How I Program in 2024

Static vs dynamic typing

  • Some argue dynamic languages shine when context is stable and known (e.g., files you know exist); heavy type-checking there feels like overkill and slows development.
  • Others praise mature static type systems (TypeScript, Scala, etc.) for catching whole classes of errors, typing DB queries and APIs end-to-end, and dramatically reducing unit-test needs.
  • Complaints focus on “fighting the types” and boilerplate in languages like older Java/C#, and cultural issues like bikeshedding in TypeScript-heavy teams.
  • Several note that the ideal amount of typing is “small but judicious” and that types, abstractions, and tests are tools, not dogma.

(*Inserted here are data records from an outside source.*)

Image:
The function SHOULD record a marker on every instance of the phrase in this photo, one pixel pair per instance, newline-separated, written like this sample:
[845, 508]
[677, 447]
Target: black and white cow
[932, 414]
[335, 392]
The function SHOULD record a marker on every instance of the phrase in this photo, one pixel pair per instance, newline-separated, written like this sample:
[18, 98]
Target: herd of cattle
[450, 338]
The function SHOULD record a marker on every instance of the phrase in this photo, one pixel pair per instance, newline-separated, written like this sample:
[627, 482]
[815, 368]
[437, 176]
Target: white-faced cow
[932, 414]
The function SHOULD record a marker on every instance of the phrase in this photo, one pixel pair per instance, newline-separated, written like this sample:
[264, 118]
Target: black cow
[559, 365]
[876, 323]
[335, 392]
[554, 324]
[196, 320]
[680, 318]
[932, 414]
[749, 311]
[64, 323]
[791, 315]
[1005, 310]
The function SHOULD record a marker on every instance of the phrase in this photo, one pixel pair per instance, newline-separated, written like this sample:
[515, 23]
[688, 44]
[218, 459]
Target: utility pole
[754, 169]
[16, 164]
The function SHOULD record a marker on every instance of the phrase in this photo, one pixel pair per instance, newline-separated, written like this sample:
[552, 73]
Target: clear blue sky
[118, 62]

Shell and foundational tools

  • Broad agreement that learning at least one shell well pays off long-term, especially for remote work, quick automation, and debugging environments.
  • Advice: know when shell is the right tool; don’t build large, complex systems in shell because of its design pitfalls.

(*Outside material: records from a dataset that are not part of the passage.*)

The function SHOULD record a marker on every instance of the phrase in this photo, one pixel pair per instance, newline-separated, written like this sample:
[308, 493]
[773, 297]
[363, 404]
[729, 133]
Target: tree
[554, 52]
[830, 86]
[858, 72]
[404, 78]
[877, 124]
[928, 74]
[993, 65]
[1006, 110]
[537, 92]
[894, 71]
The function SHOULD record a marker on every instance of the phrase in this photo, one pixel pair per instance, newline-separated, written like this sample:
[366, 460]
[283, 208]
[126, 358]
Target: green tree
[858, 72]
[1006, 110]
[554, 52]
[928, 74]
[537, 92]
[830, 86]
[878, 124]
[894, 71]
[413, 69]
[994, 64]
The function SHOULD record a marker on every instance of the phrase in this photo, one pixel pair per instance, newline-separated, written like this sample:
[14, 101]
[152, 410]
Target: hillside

Tests: value, limits, and domain dependence

  • Many insist automated tests are essential even for solo work: they prevent regressions, enable safe refactoring, document behavior, and reduce reliance on memory.
  • Others emphasize domain: UI, graphics, and fast-changing workflows are harder and sometimes less cost-effective to test; small, short-lived scripts may not warrant tests.
  • There’s pushback against brittle, over-mocked unit tests and coverage quotas; integration/end-to-end and property-based tests are often seen as higher value.
  • Some treat tests as temporary scaffolding that can be discarded after major rewrites; others see this as wasteful or risky.
  • A minority claim to never write tests and rely on manual or user testing; this is strongly criticized as offloading cost and risk to users.

Version control and workflows

  • Confusion over the article’s “giving up versions”: thread clarifies this mostly means de-emphasizing history/branching and merge-conflict anxiety, not abandoning tools like git entirely.
  • Most commenters see basic version control as near-zero-cost and indispensable, even for single-developer projects (history, rollback, branching experiments, multi-machine work).
  • Some argue that complex branching workflows and process around VC can add cognitive overhead and shape architecture in suboptimal ways; you can choose simpler usage patterns.

Solo vs team, scope, and constraints

  • Many note the article’s philosophy fits solo, small, largely frozen-feature desktop apps, not large, evolving systems with many users and collaborators.
  • Several advocate intentionally austere setups (fewer tools, minimal abstractions, data-oriented design, holistic rewrites) as a way to escape local optima and think more clearly.
  • Others counter that in professional contexts with paying users, tests and disciplined version control are hard-won practices, not optional niceties.

LLMs and modern workflow

  • A few participants describe workflows where LLMs draft significant portions of code and tests, with humans focusing on design, verification, and fixing AI mistakes.
  • Some speculate richer types and structure will make AI-generated code more reliable, reinforcing interest in static typing.

Overall reception of the article

  • Reactions range from appreciation for honest experimentation and alternative workflows to calling the piece confused, misleading, or “trolling.”
  • The most common criticism is that presenting “giving up tests and versions” as a route to a “better program” is highly context-dependent and dangerous if generalized.